Gay and bisexual men had a statistically significant decrease in medical visits, mental health care visits, and mental health care costs in the 12 months following legalization of same-sex marriage in Massachusetts.
The finding was true for both partnered and nonpartnered men, according to a report in the December 15, 2011, American Journal of Public Health.
The researchers, at Columbia University, the Fenway Institute, and the Center for Population Research in LGBT Health in Boston, said the findings suggest that social policies can have an effect on health even when they are not directly related to health.
“We’ve known for many years that marriage is good for health and longevity, particularly for heterosexual men,” lead author Mark Hatzenbuehler, Ph.D., the Robert Wood Johnson Foundation Health and Society Scholar at Columbia University, told Psychiatric News. “This paper extends those results by showing that same-sex marriage may be effective in reducing health care use and costs among gay men as well, perhaps through reducing stress-related health problems.”
In 2002, all clinic patients at a large community-based health clinic serving sexual minorities in Boston were offered the chance to complete a survey asking for standard socioeconomic data as well as sexual orientation. A total of 1,309 patients completed the survey; these patients’ responses were linked to their outpatient billing records for medical and mental health visits. The researchers then extracted data for the 12 months before and after the Massachusetts Supreme Court legalized same-sex marriage on November 18, 2003.
For the final sample of 1,211 men, researchers extracted data on four outcome variables: medical care visits; medical care costs; mental health care visits; and mental health care costs.
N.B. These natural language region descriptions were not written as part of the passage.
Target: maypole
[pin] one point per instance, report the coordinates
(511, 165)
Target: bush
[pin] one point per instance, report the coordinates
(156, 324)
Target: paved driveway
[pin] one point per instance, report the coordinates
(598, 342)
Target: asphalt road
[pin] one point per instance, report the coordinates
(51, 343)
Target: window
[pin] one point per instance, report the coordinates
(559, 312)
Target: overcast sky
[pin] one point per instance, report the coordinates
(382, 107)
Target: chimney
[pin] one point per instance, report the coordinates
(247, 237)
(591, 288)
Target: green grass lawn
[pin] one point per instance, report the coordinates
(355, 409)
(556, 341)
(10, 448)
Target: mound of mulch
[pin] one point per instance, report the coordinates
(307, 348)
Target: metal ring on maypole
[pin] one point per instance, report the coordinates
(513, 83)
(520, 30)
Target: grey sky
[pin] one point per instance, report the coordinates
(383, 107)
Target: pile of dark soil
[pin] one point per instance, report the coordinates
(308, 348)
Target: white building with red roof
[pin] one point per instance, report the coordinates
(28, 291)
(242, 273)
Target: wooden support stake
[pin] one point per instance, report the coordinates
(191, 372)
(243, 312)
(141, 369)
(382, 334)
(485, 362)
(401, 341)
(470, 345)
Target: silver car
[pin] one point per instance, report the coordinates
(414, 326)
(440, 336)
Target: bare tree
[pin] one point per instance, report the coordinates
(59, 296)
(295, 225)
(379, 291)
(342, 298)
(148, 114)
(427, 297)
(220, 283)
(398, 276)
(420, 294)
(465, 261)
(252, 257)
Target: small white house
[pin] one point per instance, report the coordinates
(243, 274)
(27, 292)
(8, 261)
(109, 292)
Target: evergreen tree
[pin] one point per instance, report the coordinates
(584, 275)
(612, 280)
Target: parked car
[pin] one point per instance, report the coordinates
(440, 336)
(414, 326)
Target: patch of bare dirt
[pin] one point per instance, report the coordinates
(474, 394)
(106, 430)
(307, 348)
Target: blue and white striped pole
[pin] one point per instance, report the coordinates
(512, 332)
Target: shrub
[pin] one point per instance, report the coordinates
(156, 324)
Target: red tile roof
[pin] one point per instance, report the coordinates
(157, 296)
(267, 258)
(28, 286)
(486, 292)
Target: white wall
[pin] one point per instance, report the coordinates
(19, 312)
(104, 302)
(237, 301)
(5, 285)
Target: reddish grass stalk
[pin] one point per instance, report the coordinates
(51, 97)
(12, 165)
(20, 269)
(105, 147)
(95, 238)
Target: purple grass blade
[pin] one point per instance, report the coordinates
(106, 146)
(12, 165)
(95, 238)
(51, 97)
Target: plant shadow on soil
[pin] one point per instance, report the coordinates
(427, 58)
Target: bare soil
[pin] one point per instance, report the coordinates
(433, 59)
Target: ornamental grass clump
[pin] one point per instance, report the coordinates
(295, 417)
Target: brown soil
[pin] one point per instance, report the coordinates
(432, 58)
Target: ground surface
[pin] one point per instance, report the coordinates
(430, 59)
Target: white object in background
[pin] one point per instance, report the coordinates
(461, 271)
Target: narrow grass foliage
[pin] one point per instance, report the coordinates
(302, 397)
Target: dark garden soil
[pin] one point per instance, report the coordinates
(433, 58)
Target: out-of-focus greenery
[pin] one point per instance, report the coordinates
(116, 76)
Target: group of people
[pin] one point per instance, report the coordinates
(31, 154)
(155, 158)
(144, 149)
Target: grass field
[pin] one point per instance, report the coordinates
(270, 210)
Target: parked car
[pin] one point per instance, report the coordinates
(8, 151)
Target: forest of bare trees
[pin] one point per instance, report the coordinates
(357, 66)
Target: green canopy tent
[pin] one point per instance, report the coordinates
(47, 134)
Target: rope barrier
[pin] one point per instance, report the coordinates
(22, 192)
Mental health care visits included individual and group psychotherapy.
In the 12 months after the legalization of same-sex marriage, sexual minority men had a statistically significant decrease in medical care visits, mental health care visits, and mental health care costs, compared with the 12 months before the law was enacted. Both medical care and mental health care visits decreased by 13 percent each; medical costs decreased nonsignificantly by 10 percent, and mental health care costs decreased significantly by 14 percent.
Specifically, visits for depressive disorders, anxiety disorders, and adjustment disorders decreased in the 12 months following legalization compared with the preceding 12 months, with associated reductions in cost.
Interestingly, these effects were not modified by partnership status, indicating that the marriage law’s health effects were similar for gay men both in and not in a relationship with a same-sex partner.
“I think this finding is surprising only if we view same-sex marriage policies as strictly about marriage and therefore only relevant to those gays and lesbians who want to get married, and not as part of a broader class of current policies that target LGBT individuals,” Hatzenbuehler told Psychiatric News.
“The field of psychiatry focuses largely on risk factors at the individual level—for example, genetics and cognitive styles,” Hatzenbuehler said. “These risk factors are important, but we also need to understand how social factors influence mental health at a population level.”